Dabei setzen Frese und Paulus voraus, dass es je nach dem Umfeld, in welches die Flüchtlinge und Vertriebenen aus Ost- und Westpreußen, Pommern, Ostbrandenburg und Schlesien sowie nicht zuletzt aus dem Sudetenland und zahllosen deutschen Siedlungsgebieten in Ostmittel- und Südosteuropa gelangten, unterschiedliche Willkommenskulturen gab (vgl. S. 15), womit der Plural im Buchtitel sinnfällig erklärt ist. Dieser zentrale Terminus verdeutlicht überdies, dass der Fokus hier auf den Einheimischen liegt. Allerdings sind sich die Herausgeber als Experten der Gesellschaftsgeschichte durchaus bewusst, dass die jüngere Vertriebenenforschung die Aufnahmegesellschaften bereits differenziert in den Blick genommen hat. Neu ist hingegen, dass Frese und Paulus die Verfasser einschlägiger Studien zum Thema gebeten haben, ihre Forschungsergebnisse „gegen den Strich zu lesen“ und auf diese Weise „gängige Narrative zur Integration von Flüchtlingen und Vertriebenen“ zu überprüfen (S. 16). Inwieweit dieser in der Einführung versprochene „Blickwechsel“ (S. 15) in den vierzehn Aufsätzen des Sammelbandes eingelöst wird, soll im Folgenden anhand kleiner Sonden auf einen Großteil der Beiträge kritisch überprüft werden.

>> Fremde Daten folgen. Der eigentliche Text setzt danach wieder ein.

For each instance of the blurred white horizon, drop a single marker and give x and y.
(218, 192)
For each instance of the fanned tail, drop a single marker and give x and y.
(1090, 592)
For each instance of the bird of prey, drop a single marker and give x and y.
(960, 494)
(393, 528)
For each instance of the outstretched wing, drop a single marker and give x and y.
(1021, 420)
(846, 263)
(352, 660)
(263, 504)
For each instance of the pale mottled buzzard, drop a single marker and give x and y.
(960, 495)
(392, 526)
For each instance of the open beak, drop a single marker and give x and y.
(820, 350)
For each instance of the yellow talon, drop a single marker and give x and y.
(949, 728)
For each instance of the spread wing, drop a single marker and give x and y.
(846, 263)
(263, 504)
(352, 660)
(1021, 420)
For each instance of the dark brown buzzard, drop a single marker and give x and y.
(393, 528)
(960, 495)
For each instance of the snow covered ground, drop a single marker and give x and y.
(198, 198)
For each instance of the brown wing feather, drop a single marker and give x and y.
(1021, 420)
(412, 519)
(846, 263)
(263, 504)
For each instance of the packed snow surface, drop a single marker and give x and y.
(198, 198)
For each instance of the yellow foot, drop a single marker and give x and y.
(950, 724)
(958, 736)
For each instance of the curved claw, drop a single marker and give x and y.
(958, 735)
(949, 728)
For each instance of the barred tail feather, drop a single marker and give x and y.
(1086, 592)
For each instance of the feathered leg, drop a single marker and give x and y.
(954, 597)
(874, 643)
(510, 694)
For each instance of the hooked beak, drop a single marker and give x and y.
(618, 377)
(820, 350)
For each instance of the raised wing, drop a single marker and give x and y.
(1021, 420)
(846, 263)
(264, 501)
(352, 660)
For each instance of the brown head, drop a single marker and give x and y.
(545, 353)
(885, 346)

So lässt sich aus dem ersten Aufsatz, in dem Harald Dierig am Fallbeispiel des damaligen Landkreises Münster Einblicke in die dortige Vertriebenenaufnahme gibt, einerseits das Bemühen ablesen, die Seite der Einheimischen ins Zentrum zu stellen. Der Autor zeigt quellennah Reaktionen und Lösungsansätze von Behörden, Kirchen und Wohlfahrtsverbänden auf. Andererseits wird an dieser Studie auch implizit deutlich, dass sich die Aufnahmegesellschaft nicht separat beleuchten lässt, Einheimische und Vertriebene also stets zwei Seiten einer Medaille sind (vgl. S. 50f.).

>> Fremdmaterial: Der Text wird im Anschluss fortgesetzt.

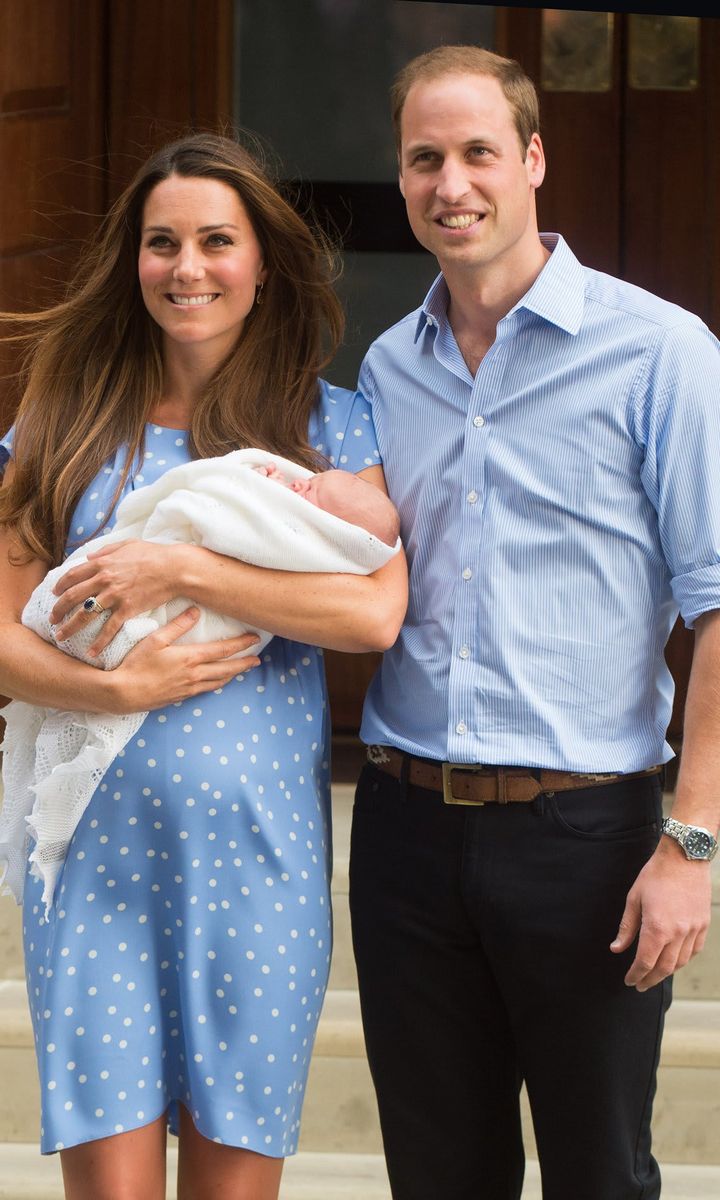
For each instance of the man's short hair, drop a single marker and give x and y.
(517, 88)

Stringenter an die Vorgaben hält sich Ingeborg Höting in ihrem Aufsatz über das Kreisdurchgangslager Lette bei Coesfeld, indem sie zum einen die Berichterstattung der Lokalpresse nutzt, zum anderen in einem Oral-History-Projekt in den Jahren 2014 und 2015 befragte Zeitzeugen mit deren Aussagen einbezieht. Letzteres ist zwar keineswegs ungewöhnlich, trifft aber die Intention der Herausgeber, indem Stimmen von Einheimischen mit der Sicht der Vertriebenen gespiegelt werden. Allerdings wirkt Hötings Ergebnis, dass „die Aufnahmebereitschaft der Einheimischen entscheidend“ für den Erfolg der Integration gewesen sei (S. 126), doch sehr verkürzt.

Dass Tiefenbohrungen in dieser Hinsicht vielfach an Quellenmangel scheitern, legt Jens Gründler in seiner gesundheitsgeschichtlichen Sonde auf das Thema dar, bei der er sich zwar auf Behördenberichte zur Seuchenprävention stützen kann, aber „nur sporadisch Berichte von Einheimischen zu den skizzierten Maßnahmen“ (S. 134) vorgefunden hat. Am Fallbeispiel der 1945 nahezu unzerstörten alten Residenzstadt Oldenburg, die 40.000 Vertriebene aufnahm, welche mehr als ein Drittel der Gesamtbevölkerung stellten, erteilt Andreas von Seggern dem Narrativ „einer solidarischen Notgemeinschaft in Zeiten der lokalen Nachkriegsgesellschaft“ (S. 167) eine deutliche Absage, sieht Oldenburg dabei aber keineswegs als Sonderfall.

Bisher wenig beachtete Sichtweisen auf die Thematik liefern die Aufsätze von Jeannette van Laak und Holger Köhn über Flüchtlingslager der Nachkriegszeit, in denen Perspektiven von Administration und Presse im Zentrum stehen, während sich Bernhard Parisius hauptsächlich auf in den Jahren 2009 und 2010 geführte Interviews mit Lagerbewohnern stützt und den Aspekt der Solidarität der Vertriebenen als Baustein zur Integration in den Vordergrund stellt (vgl. S. 257). Vergleichend betrachtet wird an diesen sehr unterschiedlichen Beiträgen deutlich, dass die herangezogenen Quellenarten Perspektiven und letztlich Ergebnisse nicht unwesentlich mitbestimmen.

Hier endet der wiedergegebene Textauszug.